Devo começar por dizer que na minha opinião, o golpe de 3 a 5 de Outubro de 1910, foi mais ilegal que a nota de três Euros e o facto de a constituição afirmar que não é permitida outra forma de governo que a republicana, é realmente uma absoluta demonstração de intolerância anti-democrática.
Mas tenho que lembrar que quem matou a monarquia, não foram os republicanos de 1910, quem realmente decidiu colocar uma pedra tumular sobre o assunto foi um homem chamado Oliveira Salazar.
Quando perguntado sobre o assunto, afirmou que o país tinha problemas muito mais importantes para resolver e que a forma de governo, fosse republicana fosse monárquica era irrelevante.
Poder e contra-poder
Os portugueses precisam sempre de um contra-poder. Alguém que afronte um governo, quando este não está a governar de forma eficiente. E os portugueses são especialistas em achar que o governo não serve e que é preciso outro.
Para termos um contra-poder, como temos atualmente o presidente da republica, esse contra-poder tem a capacidade para, em caso de grande necessidade ou bloqueio constitucional, dissolver o parlamento e marcar novas eleições.
Ora isto é muito bonito, mas para um poder se contrapor a outro, num sistema democrático, esse poder tem que ter a legitimidade do apoio do povo.
É por essa razão, que Portugal é dos poucos países com um sistema parlamentar, que elege o presidente da república por via direta.
Aqui, a porca torce o rabo...
Pessoas como Marcelo Rebelo de Sousa, interpretam esta necessidade de um contra-poder (e os poderes que para isso são atribuídos ao presidente para agir in-extremis) de uma forma diferente.
Marcelo tem esses poderes, para agir num ponto de rutura do sistema parlamentar, mas acha que, se tem esses poderes, então é porque o sistema permite a intervenção do presidente na política, e que portanto nós temos um sistema semi-presidencial.
Na realidade, não acredito que o sistema seja semi-presidencial. Ele é parlamentar desde a constituição de 1822, mas para presidentes que querem protagonismo, isso é irrelevante.
Em 1908, mataram o Rei D. Carlos, porque o rei teve a ousadia de intervir na política, para tentar por ordem na anarquia. Mas D. Carlos não tinha a legitimidade do voto, e por isso foi facilmente transformado no principal problema:
Alguém que interveio na política, mas cuja intervenção não pode ser contrariada, porque não se pode esperar pela próxima eleição, é um alvo a abater.
Um rei reina, mas não pode governar, e os problemas do governo, vão sempre existir. As tricas, as politiquices, os escândalos vão continuar a existir.

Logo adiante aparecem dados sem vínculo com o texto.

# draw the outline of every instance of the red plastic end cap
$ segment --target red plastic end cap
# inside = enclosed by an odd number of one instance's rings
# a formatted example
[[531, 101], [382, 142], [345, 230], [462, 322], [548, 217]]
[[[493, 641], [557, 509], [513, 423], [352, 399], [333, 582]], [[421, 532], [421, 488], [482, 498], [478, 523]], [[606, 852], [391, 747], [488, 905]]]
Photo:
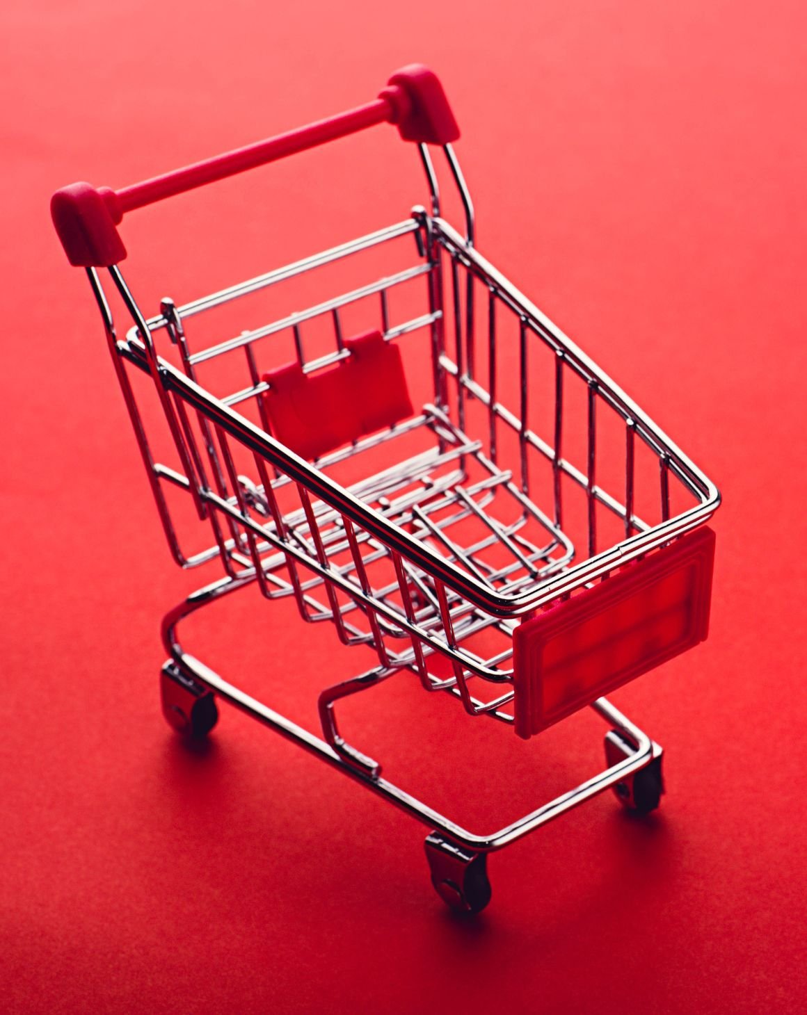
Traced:
[[516, 733], [525, 739], [702, 641], [715, 533], [681, 536], [513, 632]]
[[116, 226], [123, 218], [118, 195], [108, 187], [71, 184], [51, 198], [51, 217], [67, 260], [77, 268], [109, 268], [126, 257]]
[[457, 140], [460, 128], [436, 74], [422, 64], [409, 64], [396, 71], [389, 84], [380, 97], [392, 106], [393, 123], [405, 141], [449, 144]]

Fazemo-nos aqui eco das palavras de Eça de Queiroz por exemplo, sobre a política, os escândalos, a corrupção, e dizemos que desde Eça, Portugal não mudou nada...

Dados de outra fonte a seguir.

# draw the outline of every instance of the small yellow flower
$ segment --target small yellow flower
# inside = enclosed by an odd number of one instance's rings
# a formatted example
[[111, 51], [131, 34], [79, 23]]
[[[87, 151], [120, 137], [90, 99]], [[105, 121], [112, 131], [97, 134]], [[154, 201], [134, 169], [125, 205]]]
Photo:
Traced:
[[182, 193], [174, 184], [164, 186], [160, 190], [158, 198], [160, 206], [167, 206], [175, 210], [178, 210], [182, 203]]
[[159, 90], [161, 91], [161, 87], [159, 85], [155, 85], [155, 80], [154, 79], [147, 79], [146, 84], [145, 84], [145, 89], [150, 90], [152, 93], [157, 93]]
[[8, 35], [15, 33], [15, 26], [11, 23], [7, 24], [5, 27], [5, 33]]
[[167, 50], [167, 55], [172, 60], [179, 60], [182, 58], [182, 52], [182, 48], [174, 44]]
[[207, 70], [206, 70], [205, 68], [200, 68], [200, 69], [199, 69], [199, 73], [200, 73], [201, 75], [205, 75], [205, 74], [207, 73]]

Mas afinal, qual era o presidente da república no tempo do Eça ?
Também na republica houve tentativas de ultrapassar os impasses, com a instituição de um sistema presidencialista, pela mão de um individuo chamado Sidónio Pais, que também não tinha um contra-poder … Alguém sabe como acabou ?

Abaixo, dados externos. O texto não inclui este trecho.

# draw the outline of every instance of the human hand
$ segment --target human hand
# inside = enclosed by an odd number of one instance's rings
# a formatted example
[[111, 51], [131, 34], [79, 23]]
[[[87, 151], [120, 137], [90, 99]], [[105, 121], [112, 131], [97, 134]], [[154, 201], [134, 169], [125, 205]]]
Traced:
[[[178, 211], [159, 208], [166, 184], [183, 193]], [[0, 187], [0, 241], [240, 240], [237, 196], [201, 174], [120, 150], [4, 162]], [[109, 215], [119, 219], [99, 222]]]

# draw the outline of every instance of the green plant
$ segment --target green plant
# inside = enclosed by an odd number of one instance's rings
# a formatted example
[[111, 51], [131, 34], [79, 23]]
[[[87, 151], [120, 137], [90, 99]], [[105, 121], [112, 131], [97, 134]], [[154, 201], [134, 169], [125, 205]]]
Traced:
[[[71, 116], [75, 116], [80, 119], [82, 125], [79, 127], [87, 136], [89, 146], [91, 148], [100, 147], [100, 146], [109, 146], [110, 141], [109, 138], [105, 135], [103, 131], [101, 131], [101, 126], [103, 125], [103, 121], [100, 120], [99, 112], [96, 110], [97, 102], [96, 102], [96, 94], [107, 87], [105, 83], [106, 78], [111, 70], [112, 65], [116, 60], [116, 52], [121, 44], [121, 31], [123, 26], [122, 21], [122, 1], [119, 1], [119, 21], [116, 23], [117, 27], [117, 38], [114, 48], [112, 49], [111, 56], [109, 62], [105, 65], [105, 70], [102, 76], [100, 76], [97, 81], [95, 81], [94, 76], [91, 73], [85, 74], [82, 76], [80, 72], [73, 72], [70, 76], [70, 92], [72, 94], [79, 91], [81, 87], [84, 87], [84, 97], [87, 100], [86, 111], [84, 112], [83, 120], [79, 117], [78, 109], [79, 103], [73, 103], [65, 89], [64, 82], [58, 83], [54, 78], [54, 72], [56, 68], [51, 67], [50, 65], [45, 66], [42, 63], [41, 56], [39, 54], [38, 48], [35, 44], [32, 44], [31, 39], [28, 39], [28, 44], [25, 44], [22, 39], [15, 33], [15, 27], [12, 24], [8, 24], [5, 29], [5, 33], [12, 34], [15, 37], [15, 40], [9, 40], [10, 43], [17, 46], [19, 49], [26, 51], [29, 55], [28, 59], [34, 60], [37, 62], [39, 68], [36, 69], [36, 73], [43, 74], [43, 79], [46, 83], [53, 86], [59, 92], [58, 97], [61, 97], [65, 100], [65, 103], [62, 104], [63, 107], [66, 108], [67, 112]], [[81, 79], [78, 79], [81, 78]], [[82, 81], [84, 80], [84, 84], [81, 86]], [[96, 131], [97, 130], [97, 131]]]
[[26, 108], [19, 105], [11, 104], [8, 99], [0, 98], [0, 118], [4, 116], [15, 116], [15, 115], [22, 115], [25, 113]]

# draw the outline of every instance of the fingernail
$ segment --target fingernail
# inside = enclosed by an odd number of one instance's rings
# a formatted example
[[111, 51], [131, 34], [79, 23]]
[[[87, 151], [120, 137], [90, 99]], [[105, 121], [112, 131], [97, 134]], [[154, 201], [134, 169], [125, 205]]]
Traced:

O país tem demasiados problemas, para ter que se preocupar com os herdeiros, com a vida dos herdeiros do trono, com os escândalos da vida privada das pessoas que deveriam ser isentas, e mais ou menos santas, mas que depois afinal não são.
Os problemas dos países são criados por homens e mulheres, e têm que ser resolvidos pelos mesmos. E ter ou não ter cabeças coroadas, não vai mudar grande coisa.